# Best-Ever Brownies



## raptor700

Found this recipe in my 1974 "Family Circle" cookbook.

I gave it a try last nite, and let me tell ya. These were the best brownies yet!

The only thing i changed was the temp and time.

I baked at 325º instead of 350º, and baked for 45 mins (or until a toothpick came out clean) instead of 30.

All the recipes i try will brown too much if i follow the directions on the temp.
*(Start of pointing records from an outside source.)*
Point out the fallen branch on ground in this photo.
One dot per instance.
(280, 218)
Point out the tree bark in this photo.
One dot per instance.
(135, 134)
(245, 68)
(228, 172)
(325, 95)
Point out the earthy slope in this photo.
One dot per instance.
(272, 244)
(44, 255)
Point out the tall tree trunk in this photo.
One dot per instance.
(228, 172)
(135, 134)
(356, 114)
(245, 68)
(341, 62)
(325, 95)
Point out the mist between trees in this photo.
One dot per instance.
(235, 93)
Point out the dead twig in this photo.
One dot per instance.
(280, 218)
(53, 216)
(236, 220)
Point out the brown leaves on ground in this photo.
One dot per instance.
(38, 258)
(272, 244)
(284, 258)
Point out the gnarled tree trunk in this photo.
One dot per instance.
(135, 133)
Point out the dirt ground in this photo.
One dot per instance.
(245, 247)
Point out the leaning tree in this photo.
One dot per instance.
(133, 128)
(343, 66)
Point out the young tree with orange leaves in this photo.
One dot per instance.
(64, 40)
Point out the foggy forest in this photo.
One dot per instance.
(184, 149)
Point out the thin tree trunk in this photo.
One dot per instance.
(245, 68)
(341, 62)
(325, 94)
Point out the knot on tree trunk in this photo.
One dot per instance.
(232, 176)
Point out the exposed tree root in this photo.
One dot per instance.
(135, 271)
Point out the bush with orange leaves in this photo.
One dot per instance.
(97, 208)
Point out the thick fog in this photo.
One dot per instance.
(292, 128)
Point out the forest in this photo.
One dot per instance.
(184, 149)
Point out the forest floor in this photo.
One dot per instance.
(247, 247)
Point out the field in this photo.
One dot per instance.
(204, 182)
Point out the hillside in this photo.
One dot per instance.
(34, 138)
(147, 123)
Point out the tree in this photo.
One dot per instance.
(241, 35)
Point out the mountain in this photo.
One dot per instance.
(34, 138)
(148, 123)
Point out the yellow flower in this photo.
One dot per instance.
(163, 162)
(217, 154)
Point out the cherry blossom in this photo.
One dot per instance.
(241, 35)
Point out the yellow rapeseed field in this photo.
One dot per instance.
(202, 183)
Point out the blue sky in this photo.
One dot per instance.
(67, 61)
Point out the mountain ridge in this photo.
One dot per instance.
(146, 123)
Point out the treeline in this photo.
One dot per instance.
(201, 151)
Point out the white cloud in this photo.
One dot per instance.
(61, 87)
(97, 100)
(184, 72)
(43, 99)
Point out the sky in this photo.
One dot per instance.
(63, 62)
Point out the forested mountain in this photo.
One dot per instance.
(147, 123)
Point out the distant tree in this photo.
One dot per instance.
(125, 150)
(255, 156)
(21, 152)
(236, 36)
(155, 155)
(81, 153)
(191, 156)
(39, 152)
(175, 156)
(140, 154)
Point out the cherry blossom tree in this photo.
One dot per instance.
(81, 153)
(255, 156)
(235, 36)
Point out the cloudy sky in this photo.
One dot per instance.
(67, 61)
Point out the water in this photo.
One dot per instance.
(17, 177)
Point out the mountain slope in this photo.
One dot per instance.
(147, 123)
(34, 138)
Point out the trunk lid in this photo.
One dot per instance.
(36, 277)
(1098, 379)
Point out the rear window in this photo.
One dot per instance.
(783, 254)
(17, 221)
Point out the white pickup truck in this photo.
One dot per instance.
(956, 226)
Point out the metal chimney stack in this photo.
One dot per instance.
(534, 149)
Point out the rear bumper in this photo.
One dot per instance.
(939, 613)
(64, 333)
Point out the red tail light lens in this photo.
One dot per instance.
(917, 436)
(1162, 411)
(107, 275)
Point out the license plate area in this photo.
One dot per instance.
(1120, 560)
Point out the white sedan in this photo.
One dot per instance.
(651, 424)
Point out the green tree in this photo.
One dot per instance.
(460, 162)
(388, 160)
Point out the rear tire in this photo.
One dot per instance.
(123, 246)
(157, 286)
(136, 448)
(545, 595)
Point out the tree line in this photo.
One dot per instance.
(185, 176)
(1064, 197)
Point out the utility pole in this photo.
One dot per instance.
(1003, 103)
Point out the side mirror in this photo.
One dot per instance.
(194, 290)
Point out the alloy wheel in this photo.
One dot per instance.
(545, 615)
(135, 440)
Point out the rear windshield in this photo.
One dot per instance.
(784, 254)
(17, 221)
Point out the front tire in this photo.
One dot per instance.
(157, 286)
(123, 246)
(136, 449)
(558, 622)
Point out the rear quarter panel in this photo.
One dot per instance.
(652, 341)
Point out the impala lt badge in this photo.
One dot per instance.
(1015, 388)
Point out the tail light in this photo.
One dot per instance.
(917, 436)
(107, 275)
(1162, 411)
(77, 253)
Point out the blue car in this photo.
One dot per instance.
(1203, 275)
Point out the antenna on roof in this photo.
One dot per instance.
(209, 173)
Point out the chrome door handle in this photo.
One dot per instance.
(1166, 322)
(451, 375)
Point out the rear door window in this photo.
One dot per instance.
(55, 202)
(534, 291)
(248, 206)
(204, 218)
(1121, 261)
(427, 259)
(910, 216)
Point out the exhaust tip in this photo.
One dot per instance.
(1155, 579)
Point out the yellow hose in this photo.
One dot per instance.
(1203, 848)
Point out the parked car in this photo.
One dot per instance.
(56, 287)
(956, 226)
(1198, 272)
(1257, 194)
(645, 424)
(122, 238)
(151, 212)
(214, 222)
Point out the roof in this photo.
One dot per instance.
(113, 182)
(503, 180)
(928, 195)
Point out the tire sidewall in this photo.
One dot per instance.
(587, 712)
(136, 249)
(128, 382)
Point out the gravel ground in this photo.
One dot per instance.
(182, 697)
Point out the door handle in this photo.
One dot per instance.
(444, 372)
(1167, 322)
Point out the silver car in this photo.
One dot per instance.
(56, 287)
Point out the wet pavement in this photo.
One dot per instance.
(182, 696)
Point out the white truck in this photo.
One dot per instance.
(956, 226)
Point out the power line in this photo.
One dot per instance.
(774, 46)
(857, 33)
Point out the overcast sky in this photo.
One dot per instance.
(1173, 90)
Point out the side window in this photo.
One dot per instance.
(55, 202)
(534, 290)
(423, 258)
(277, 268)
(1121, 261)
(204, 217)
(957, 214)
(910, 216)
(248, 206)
It must be my oven or an altitude thing.








              *RECIPE*

*2 squares unsweetened chocolate*

*½ cup (1 stick) butter or margarine*

*2 eggs*

*1 cup sugar*

*1teaspoon vanilla*

*½ cup sifted all-purpose flour*

*1/8th teaspoon salt*

*¾ cup chopped walnuts (optional)*

1.Melt chocolate and butter or margarine in a small saucepan over low heat; cool.

2. Beat eggs in a small bowl with electric mixer;gradually beat in sugar until mixture is fluffy and thick.

   Stir in chocolate mixture and vanilla.

3. Fold in flour and salt until well blended; stir in walnuts (optional).Spread evenly in an 8x8x2-inch greased baking pan.

4. Bake in moderate oven (350º) 30 minutes, or until shiny and firm on top. Cool in pan on wire rack.

Enjoy


----------



## Bearcarver

OMG, You even had to throw a BearView in, didn't you!!!!!
	

	
	
		
		



		
		
	


	





Dang that looks good !

I'm leaving!

Bear


----------



## SmokinAl

Awesome! Copied, printed & filed away for later use. Thanks for sharing!


----------



## fpnmf

Looks delicious!!

I have my moms cookbook (early 50s) and try stuff out of on occaision.

You hit a home run with these brownies!!

  Have a great day neighbor!!

  Craig


----------